ここで使われている「アダプティブ・ムーヴ」ですが、なかなか説明が難しいです。

「問題を特定することができず、万能な解答策もない状態でのアクション」 のようなニュアンスでしょうか。

気になる人は本を読んで下さい。原文がいいかも…笑。

シャイン博士の『謙虚なコンサルティング』の概念は、お解り頂けましたでしょうか?

私がこの20年間で出会った様々な、コンサルタントの方は、基本的には、シャイン博士がおっしゃる謙虚なコンサルタントのタイプが多かったように思います。これは多分、日本という利他精神が定着している国家風土の中では、成立しやすい概念なのではないかと思います。

監訳されている神戸大学の金井壽宏先生が、的確にまとめられているので、再び引用させていただきます。ちょっとくどいかも知れませんが悪しからず。

(以下、引用)

注目すべきは、主語が「クライアント」である点だ。

コンサルタントは自分で答えを出すのではなく、クライアントが自ら道を見いだせるよう支援しなければならない … 中略…。

さらに、今日の組織が直面している問題は、複雑かつ多様かつ不確実だ。ハーバード・ケネディスクールのロナルド・A・ハイフェッツ教授は、解決に必要な知識や技術が自明でない問題を「適応を要する課題」と呼んだ。解き方がわかっている「技術的な課題」であれば専門家や熟練者が問題解決に導くことができる。だが、「適応を要する課題」に取り組むためには、クライアント自身が学習し続けて、ものの見方、世界のとらえ方を変えていく(適応していく)必要があるとハイフェッツ教授は言う。

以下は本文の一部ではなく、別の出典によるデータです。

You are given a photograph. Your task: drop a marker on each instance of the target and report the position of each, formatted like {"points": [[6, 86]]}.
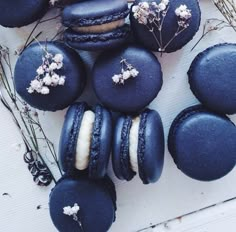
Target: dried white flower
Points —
{"points": [[134, 72], [75, 208], [68, 210], [126, 72], [126, 75], [166, 2], [40, 70], [58, 58], [162, 6], [55, 79], [36, 85], [152, 15], [45, 90], [53, 66], [183, 12], [59, 65], [116, 78], [62, 80], [47, 80], [46, 74]]}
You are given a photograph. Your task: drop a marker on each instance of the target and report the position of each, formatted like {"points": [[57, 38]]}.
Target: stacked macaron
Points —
{"points": [[202, 139], [94, 25], [86, 140]]}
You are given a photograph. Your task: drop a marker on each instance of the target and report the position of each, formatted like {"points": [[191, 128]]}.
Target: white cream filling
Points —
{"points": [[133, 144], [84, 140], [101, 28]]}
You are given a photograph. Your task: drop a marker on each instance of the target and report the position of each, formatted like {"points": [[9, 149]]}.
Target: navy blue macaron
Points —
{"points": [[165, 26], [54, 96], [128, 79], [19, 13], [95, 202], [212, 78], [85, 142], [96, 25], [203, 143], [138, 147]]}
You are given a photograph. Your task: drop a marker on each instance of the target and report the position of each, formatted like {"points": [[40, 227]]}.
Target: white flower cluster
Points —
{"points": [[146, 12], [71, 211], [183, 12], [125, 74], [46, 75]]}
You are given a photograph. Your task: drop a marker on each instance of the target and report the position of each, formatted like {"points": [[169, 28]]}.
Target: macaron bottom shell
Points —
{"points": [[92, 151], [97, 41], [149, 151]]}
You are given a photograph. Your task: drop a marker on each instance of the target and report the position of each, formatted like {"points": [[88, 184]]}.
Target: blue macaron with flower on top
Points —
{"points": [[19, 13], [49, 76], [166, 25], [127, 79], [78, 204]]}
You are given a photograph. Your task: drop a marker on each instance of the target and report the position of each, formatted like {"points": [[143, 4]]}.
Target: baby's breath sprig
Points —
{"points": [[127, 71], [74, 212], [228, 10], [47, 74], [28, 123], [152, 15]]}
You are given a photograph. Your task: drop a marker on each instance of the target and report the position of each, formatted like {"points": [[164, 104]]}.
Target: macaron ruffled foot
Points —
{"points": [[138, 147], [85, 142]]}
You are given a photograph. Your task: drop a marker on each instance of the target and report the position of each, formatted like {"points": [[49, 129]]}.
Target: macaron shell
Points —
{"points": [[60, 96], [19, 13], [203, 144], [136, 93], [212, 78], [151, 147], [96, 42], [101, 143], [97, 209], [93, 12], [69, 136], [120, 149], [170, 26]]}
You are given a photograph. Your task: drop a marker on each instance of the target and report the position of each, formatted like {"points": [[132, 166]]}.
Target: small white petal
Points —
{"points": [[45, 90]]}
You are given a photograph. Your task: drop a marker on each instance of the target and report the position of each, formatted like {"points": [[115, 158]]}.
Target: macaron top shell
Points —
{"points": [[93, 12], [100, 143], [212, 78], [60, 96], [19, 13], [150, 150], [96, 199], [169, 28], [135, 93], [203, 144]]}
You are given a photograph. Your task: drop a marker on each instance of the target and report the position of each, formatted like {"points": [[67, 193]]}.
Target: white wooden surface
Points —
{"points": [[139, 206]]}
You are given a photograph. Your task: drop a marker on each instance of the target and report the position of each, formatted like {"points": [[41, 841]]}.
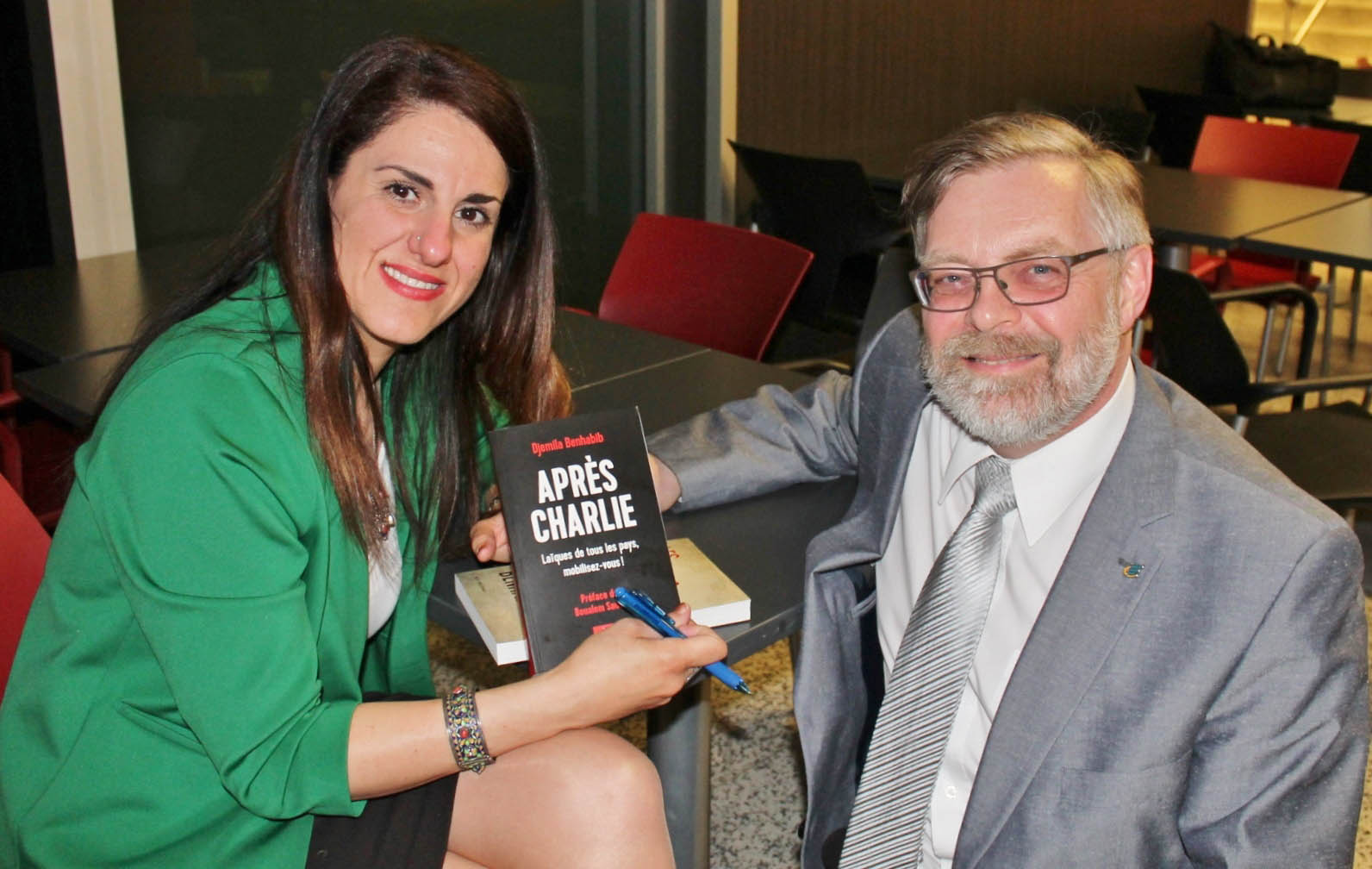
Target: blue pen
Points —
{"points": [[644, 607]]}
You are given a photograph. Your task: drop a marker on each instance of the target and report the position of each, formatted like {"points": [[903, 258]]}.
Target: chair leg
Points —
{"points": [[1264, 347], [1355, 306], [1286, 341]]}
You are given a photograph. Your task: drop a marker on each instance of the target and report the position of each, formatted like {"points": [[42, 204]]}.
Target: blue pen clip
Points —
{"points": [[642, 607]]}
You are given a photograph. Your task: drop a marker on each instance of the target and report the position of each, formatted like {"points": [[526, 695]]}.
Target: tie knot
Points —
{"points": [[995, 491]]}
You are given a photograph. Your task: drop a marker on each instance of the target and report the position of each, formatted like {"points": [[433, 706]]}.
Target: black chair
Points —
{"points": [[1358, 176], [825, 206], [1327, 451], [891, 292], [1177, 118]]}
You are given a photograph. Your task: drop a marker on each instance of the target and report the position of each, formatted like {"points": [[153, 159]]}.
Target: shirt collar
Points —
{"points": [[1052, 477]]}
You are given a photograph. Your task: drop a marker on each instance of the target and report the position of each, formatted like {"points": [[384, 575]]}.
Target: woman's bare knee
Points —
{"points": [[581, 797]]}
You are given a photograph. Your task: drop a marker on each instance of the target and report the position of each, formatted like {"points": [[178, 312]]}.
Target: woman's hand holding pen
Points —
{"points": [[633, 669], [621, 670]]}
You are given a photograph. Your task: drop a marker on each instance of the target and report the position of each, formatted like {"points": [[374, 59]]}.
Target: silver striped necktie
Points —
{"points": [[926, 681]]}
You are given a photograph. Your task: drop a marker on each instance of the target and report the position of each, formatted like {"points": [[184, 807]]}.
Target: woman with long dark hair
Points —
{"points": [[227, 662]]}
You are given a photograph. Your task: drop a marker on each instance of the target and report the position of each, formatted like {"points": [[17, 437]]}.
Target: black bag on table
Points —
{"points": [[1261, 73]]}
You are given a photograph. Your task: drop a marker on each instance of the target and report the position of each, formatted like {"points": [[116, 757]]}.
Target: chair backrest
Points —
{"points": [[1177, 120], [25, 551], [1358, 175], [706, 283], [891, 292], [823, 205], [1191, 343], [1274, 153]]}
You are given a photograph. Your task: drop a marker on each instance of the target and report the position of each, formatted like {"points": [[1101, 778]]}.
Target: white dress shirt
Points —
{"points": [[1054, 488]]}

つまり、今日の組織が直面している「順応を要する課題」においては、コンサルタントをはじめとする外部者がいくら組織を「診断」したところで、問題の本質をつかむのはきわめて困難だということだ。さらには、仮に外部者から優れた解決策が提案されたとしても、内部者(クライアント)は問題を見て見ぬふりをしたり、拒絶したりすることが往々としてある。だから「クライアント」が主語となり、自ら実行する必要があるのである。

自分が手助けすることによって、相手が「気づく」ことに集中する。これが、シャイン流コンサルティング最大の特徴といえよう。コンサルタントや支援者の「問いかけ」や「聴く姿勢」によって、クライアントは自分自身にとって本当に気がかりなことや、これまで目を背けていた大切なことに気づく。この一点に集中することが、「本当の支援」だとシャイン先生は考える。

(引用終わり)

そして、誰かが言っていました。

メンターとは、コーチとカウンセラーとコンサルタントを合わせたものである。

 コンサルタント :実務上の問題解決のサポート

 カウンセラー  :悩みの解決(マイナス思考をプラス思考に)

 コーチ     :技術向上の手助け

シャイン博士の『謙虚なコンサルタント』、なんとなく似ていませんか、メンターの役割に。メンターをビジネスモデル化したものに、近いような気がします。

まるで師匠のようなコンサルタントのお話です。